This discussion has been locked.
You can no longer post new replies to this discussion. If you have a question you can start a new discussion

Take full advantage of SVE vector length agnostic approach

Hello,

I have the following piece of code:

template<int bx, int by>
void blockcopy_sp_c(pixel* a, intptr_t stridea, const int16_t* b, intptr_t strideb)
{
    for (int y = 0; y < by; y++)
    {
        for (int x = 0; x < bx; x++)
        {
            a[x] = (pixel)b[x];
        }

        a += stridea;
        b += strideb;
        }
}

So, after bx*16 bytes, we need to jump to another location in memory and read/store bx*16 bytes again, and so on.

One possible ASM code for NEON to support the aforementioned function is the following (assuming that bx=by=4):

function PFX(blockcopy_sp_8x8_neon)
    lsl x3, x3, #1
.rept 4
    ld1 {v0.8h}, [x2], x3
    ld1 {v1.8h}, [x2], x3
    xtn v0.8b, v0.8h
    xtn v1.8b, v1.8h
    st1 {v0.d}[0], [x0], x1
    st1 {v1.d}[0], [x0], x1
.endr
    ret
endfunc
However, the only way to use a post-index, register offset in SVE seems to be the gather loads and scatter stores. So, a possible ASM code for SVE2 to support the aforementioned function is the following (assuming that bx=by=8):
function PFX(blockcopy_sp_8x8)
    MOV x8, 8
    MOV x9, #0
    MOV x6, #0
    MOV x7, #0
    MOV z31.d, #64
    MOV z0.d, #0

    WHILELT p1.d, x9, x8
    B.NONE .L_return_blockcopy_sp_8x8

.L_loopStart_blockcopy_sp_8x8:
    INDEX z1.d, x6, x3
    INDEX z2.d, x7, x1
.rept 2
    LD1D z3.d, p1/Z, [x2, z1.d]
    ADD z1.d, z1.d, z31.d
    UZP1 z3.b, z3.b, z0.b
    ST1W z3.d, p1, [x0, z2.d, UXTW #2]
    ADD z2.d, z2.d, z31.d
.endr
    INCD x9
    MUL x6, x9, x3
    MUL x7, x9, x1
    WHILELT p1.d, x9, x8
    B.FIRST .L_loopStart_blockcopy_sp_8x8
.L_return_blockcopy_sp_8x8:
    RET
endfunc
However, I do not believe that this code takes full advantage of SVE vector length agnostic approach.
For example, the LD1D instruction reads only 64 bit before it jumps to the next location in memory.
So, it might be the case that the z3 register is not fully loaded with 16bytes of data.
Can you please tell me what I am doing wrong?
Thank you in advance.
Parents
  • Hi,

    First of all just to clarify: post-indexed addressing usually refers to
    instructions where the address is automatically updated at the end of the
    instruction based on a specified offset. Here is an example of a post-indexed
    instruction:

    ldr x0, [sp], #8

    In the above load instruction you can see we are loading 8-bytes from the
    stack, taking the address from the stack pointer sp, and afterwards
    incrementing sp by 8. An equivalent way of writing this would be:

    ldr x0, [sp]
    add sp, sp, #8

    The SVE instruction set does not contain any post-indexed addressing load or
    store instructions, however this does not tend to be a problem in practice
    since there is generally only a very marginal performance difference when using
    post-indexed addressing on a load or store compared to updating the address in
    a separate instruction as in the above example.

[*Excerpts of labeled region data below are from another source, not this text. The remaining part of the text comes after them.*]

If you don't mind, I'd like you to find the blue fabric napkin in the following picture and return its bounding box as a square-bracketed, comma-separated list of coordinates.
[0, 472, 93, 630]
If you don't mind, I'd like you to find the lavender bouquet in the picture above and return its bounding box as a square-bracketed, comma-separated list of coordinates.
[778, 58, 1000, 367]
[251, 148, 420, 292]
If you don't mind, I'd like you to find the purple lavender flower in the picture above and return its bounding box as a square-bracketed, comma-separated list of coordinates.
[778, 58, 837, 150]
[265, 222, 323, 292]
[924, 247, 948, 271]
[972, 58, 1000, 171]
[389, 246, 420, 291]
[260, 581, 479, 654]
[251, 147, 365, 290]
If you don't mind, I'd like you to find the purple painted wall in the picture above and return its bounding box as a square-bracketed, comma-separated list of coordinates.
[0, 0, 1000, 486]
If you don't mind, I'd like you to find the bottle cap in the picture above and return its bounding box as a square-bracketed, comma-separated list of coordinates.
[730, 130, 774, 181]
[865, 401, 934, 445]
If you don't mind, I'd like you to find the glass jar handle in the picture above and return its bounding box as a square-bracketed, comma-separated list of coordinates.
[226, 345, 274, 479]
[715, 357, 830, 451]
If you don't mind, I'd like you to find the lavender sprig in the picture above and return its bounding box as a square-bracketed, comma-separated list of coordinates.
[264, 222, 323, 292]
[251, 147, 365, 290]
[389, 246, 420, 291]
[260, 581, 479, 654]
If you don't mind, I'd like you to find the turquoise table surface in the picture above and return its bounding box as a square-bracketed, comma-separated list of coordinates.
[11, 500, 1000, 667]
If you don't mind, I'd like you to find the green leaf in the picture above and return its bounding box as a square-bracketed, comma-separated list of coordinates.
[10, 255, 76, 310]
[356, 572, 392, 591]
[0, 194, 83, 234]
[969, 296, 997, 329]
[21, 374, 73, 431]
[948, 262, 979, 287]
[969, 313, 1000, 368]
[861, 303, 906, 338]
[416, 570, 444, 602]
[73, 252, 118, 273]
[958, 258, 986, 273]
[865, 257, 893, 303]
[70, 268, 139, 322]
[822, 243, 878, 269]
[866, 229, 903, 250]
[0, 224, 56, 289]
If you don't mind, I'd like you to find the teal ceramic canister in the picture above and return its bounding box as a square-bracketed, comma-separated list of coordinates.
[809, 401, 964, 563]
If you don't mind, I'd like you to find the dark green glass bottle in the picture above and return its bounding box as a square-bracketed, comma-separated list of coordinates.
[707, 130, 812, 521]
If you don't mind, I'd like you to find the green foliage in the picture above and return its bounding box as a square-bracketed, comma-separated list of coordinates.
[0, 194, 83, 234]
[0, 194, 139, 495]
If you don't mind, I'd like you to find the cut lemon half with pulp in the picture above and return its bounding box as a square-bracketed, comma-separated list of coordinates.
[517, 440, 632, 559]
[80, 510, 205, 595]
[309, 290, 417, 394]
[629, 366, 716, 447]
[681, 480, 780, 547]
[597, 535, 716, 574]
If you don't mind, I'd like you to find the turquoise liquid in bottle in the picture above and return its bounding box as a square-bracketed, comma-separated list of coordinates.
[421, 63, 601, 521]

    As you allude to in your question, the optimal sequence of code here will
    depend greatly on the value of bx, by, stridea, and strideb. I will assume that
    the size of a pixel is 8-bits, so you are effectively wanting a 16-bit to 8-bit
    truncation?

    For bx=by=8 you will be loading (8 * 16) 128 bits of data per iteration of the
    innermost loop and storing (8 * 8) 64 bits of data. SVE only very recently
    gained support for gather instructions with 128-bit elements, as part of the
    SVE2.1 extension ( developer.arm.com/.../LD1Q--Gather-load-quadwords- ).
    Since there is not an SVE instruction to cover loading 128-bits of data per
    element your choices here are probably either:

    a) Create a vector of offsets with every second element adjacent in memory to
    the previous one. There are a few different ways of writing this, but the
    obvious way of doing it would be something like:

    lsl x3, x3, #4 // make the stride bytes rather than elements, adjust as needed.
    index z1.d, #0, x3 // create an index
    index z2.d, #8, x3 // create a second index offset by 8 from the first
    zip1 z1.d, z1.d, z2.d // interleave them together

    b) Just continue using the Neon code! It is unlikely you will see much
    performance improvement when you are filling the entire Neon vector perfectly
    as you are currently doing, and the benefit from SVE here is likely marginal
    unless you are targeting a machine with a large vector length.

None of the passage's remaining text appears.